National Economic Council director Larry Kudlow also met with representatives from the Big Three this week to discuss the matter. While he did not name Barra specifically, he referred to one of the automotive executives he spoke with as “she” – likely referring to Barra. Kudlow said the unnamed executive was looking at calling employees back to work to produce medical supplies – potentially without pay.
“One of them told me that, even while the men and women may be off for two weeks due to the virus, she’s going to try and call them back so they can produce ventilators,” Kudlow said. “They might even ask them to do it on a voluntary basis for civic and patriotic reasons.”

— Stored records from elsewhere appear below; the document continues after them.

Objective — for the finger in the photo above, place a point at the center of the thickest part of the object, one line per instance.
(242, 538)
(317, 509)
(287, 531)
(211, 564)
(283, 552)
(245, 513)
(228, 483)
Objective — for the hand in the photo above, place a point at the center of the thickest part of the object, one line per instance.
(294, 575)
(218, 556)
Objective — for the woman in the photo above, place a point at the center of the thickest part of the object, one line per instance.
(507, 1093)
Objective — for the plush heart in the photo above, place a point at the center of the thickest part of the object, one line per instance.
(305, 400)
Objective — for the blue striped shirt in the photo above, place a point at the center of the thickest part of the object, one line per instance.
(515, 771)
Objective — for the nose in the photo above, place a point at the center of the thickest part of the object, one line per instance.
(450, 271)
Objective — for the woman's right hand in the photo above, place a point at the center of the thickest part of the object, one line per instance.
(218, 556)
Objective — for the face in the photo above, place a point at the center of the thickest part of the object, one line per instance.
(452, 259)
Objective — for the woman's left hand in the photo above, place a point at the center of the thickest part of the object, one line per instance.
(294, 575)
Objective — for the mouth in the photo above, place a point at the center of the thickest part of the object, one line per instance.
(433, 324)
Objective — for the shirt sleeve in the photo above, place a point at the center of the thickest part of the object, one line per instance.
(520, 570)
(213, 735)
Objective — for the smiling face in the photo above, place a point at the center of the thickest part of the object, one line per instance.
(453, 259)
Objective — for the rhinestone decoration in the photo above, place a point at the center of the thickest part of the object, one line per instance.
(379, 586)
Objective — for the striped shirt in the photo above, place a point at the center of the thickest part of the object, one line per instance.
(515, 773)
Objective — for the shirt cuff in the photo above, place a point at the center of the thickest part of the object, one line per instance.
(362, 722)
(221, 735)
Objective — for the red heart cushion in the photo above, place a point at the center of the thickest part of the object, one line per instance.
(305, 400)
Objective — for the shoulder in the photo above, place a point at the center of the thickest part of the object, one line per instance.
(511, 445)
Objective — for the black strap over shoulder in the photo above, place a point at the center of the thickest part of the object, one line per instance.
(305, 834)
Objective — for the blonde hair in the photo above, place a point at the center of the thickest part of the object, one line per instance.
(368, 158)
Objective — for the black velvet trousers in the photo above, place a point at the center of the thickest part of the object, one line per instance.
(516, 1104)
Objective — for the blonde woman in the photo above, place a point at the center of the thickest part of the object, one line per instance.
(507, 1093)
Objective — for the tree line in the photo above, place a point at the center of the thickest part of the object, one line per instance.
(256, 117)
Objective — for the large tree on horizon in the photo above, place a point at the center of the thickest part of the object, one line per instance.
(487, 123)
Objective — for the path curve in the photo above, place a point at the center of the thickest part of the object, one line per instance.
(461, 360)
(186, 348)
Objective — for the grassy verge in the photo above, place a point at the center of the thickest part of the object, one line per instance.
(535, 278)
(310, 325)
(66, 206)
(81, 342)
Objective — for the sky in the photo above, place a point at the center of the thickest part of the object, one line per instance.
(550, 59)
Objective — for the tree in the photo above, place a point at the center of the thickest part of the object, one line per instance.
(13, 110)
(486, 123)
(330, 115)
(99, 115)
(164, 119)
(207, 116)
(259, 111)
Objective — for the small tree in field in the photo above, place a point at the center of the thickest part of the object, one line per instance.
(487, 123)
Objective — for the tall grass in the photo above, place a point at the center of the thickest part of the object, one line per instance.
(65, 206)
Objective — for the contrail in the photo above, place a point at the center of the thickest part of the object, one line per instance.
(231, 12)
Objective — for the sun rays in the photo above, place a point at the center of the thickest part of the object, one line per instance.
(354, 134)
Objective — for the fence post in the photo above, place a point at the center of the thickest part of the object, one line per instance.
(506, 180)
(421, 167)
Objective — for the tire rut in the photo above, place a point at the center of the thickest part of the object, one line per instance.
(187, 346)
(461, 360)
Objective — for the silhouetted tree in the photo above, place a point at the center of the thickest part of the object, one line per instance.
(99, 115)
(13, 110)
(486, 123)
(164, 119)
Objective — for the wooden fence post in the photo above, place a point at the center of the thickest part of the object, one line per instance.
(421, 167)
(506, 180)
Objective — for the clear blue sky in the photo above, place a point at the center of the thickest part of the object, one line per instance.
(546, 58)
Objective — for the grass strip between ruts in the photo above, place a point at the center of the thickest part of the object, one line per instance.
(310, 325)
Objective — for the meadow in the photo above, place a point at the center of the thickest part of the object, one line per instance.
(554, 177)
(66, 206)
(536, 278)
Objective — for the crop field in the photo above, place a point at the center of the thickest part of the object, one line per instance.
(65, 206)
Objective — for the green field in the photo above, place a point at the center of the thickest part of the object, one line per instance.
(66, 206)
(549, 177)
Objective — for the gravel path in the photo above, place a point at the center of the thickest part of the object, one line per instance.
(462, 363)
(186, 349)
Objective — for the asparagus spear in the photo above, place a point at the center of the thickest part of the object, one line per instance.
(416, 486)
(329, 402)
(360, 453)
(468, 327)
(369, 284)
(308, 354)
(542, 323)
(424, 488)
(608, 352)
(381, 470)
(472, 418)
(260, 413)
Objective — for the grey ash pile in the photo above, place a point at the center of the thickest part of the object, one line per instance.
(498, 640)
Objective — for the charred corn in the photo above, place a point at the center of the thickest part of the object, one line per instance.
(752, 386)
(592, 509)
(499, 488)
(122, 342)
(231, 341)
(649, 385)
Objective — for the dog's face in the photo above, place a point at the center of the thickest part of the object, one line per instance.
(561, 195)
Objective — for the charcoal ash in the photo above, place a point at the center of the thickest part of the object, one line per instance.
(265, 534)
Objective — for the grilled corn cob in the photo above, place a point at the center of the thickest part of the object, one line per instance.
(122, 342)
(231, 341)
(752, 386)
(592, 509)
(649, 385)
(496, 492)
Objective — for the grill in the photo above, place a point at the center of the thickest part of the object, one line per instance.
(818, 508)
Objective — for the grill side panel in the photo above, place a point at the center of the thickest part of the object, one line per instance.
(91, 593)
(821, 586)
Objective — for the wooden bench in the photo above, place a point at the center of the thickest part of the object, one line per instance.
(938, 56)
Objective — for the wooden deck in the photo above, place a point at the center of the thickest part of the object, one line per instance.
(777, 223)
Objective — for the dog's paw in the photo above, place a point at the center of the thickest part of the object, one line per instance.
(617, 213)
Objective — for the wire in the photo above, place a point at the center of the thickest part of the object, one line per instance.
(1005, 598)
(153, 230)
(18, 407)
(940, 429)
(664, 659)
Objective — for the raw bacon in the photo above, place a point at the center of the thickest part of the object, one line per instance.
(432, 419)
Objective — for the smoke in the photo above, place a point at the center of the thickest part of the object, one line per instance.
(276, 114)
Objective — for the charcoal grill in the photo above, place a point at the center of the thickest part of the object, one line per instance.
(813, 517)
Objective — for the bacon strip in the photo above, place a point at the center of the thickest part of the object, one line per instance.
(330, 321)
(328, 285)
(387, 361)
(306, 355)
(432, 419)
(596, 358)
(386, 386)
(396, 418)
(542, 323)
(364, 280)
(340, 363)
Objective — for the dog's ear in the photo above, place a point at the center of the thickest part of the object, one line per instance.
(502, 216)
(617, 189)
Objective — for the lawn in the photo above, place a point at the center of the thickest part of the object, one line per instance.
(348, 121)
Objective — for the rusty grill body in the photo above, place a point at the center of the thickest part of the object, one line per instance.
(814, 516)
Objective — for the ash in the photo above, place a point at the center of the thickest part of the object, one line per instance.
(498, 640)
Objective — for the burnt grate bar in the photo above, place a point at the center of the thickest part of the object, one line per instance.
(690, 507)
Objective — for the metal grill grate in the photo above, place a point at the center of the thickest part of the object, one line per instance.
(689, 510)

It is understood that GM has no concrete plans to produce ventilators or medical supplies at this time. It is actively analyzing the situation, however, and may step up if the coronavirus situation worsens in the United States.
Ford has also said it is looking at using both its American and British plant space to produce medical supplies.
“Ford stands ready to help the administration in any way we can, including the possibility of producing ventilators and other equipment,” said Ford spokeswoman Rachel McLeery. “We have had preliminary discussions with the U.S. and U.K. governments and are looking into the feasibility. It’s vital we all pull together to help the country weather this crisis and come out the other side stronger than ever.”
GM, Ford and FCA were forced to shutter their U.S. manufacturing facilities this week due to the ongoing coronavirus pandemic. As a result, GM stock tumbled to $14.32 per share, though it had rebounded slightly to $16.94 per share as of this writing.